A duck with a ring stuck on its bill can't open its mouth to eat. It can't fish. It can't preen. It tries to scrape the ring off against rocks, branches, mud, anything, until its bill is raw and it's exhausted from the effort.
Wildlife rehabbers see this constantly in waterfowl: cranes, geese, ducks, pelicans, and herons. The birds in the photo below are three out of millions.
The numbers are hard to stomach:
90% of seabirds have ingested plastic. Ingesting even a single piece of plastic increases a seabird's risk of death by 20%.
Eight million tons of plastic enter the oceans every year.

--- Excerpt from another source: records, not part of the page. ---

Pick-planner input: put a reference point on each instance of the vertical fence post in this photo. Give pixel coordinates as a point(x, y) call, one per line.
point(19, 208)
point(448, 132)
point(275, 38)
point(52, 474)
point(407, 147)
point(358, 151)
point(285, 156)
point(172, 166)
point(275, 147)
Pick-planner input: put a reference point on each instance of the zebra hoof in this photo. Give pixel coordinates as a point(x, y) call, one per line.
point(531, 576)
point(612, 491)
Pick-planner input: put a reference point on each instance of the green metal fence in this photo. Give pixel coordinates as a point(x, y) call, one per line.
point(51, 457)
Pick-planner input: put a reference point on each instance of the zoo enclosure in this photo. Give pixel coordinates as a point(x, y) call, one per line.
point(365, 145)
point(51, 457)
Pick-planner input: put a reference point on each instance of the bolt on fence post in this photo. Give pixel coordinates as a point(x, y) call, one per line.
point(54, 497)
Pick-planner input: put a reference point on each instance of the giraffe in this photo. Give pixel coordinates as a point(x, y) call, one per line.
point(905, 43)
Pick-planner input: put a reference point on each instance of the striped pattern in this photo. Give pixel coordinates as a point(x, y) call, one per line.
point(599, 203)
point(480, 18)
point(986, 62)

Six-pack rings, gallon jug seal rings, water bottle multipack loops, mask straps, tamper bands, hair ties. Every one of them is a snare.
Most plastics take 10 to 500 years to break down in marine environments. The "biodegradable" alternatives still take months at minimum, and during that window they're functionally identical to regular plastic.

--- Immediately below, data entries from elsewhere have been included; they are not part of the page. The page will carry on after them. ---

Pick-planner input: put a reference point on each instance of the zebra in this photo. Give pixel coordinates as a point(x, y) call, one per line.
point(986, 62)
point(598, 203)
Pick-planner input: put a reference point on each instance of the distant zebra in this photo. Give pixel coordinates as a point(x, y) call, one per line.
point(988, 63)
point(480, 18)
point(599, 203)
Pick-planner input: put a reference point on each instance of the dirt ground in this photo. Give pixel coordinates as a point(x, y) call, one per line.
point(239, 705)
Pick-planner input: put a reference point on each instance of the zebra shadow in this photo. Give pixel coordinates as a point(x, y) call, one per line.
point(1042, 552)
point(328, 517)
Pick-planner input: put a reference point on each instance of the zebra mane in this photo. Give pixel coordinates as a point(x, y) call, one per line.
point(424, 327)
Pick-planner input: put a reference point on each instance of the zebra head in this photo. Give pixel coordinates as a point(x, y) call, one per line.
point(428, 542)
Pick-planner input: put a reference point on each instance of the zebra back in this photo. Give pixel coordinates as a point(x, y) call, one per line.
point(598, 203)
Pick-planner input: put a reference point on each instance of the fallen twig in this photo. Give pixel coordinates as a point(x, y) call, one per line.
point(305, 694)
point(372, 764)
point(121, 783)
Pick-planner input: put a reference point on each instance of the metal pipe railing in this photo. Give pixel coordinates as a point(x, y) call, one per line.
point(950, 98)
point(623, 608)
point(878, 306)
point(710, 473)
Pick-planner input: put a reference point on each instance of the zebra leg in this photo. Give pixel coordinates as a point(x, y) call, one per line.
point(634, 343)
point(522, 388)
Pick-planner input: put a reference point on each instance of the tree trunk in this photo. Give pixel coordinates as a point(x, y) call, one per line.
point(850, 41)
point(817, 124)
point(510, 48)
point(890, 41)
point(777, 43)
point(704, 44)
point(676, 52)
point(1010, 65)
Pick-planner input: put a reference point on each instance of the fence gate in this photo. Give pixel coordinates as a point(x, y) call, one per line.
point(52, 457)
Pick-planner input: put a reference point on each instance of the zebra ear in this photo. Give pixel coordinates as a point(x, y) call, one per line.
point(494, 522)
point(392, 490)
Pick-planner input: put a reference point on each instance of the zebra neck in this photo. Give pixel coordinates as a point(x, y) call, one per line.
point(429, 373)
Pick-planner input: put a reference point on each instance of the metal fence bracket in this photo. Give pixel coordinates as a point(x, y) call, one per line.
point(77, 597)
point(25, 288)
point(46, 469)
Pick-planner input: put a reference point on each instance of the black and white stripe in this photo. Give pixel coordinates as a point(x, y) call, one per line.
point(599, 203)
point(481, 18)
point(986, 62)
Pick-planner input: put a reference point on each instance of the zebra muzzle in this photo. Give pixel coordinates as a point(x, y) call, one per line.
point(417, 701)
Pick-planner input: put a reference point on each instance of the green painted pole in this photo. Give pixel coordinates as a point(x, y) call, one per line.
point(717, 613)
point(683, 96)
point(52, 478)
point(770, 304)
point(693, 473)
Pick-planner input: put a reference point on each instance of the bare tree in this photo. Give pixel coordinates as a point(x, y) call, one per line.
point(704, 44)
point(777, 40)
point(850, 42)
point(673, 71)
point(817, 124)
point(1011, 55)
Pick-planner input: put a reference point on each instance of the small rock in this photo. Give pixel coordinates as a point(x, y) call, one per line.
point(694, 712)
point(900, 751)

The fix takes about two seconds.
Cut every plastic loop you encounter before throwing it away. Six-pack rings, jug seals, the rings around milk caps, dog treat bag tops, mask ear loops. Snip every closed circle into an open line.
You won't see the bird your snip saved, but the ring you cut tonight isn't out there waiting to choke a tern next year. It's already a piece of broken plastic on its way to a landfill, no longer a snare for anything.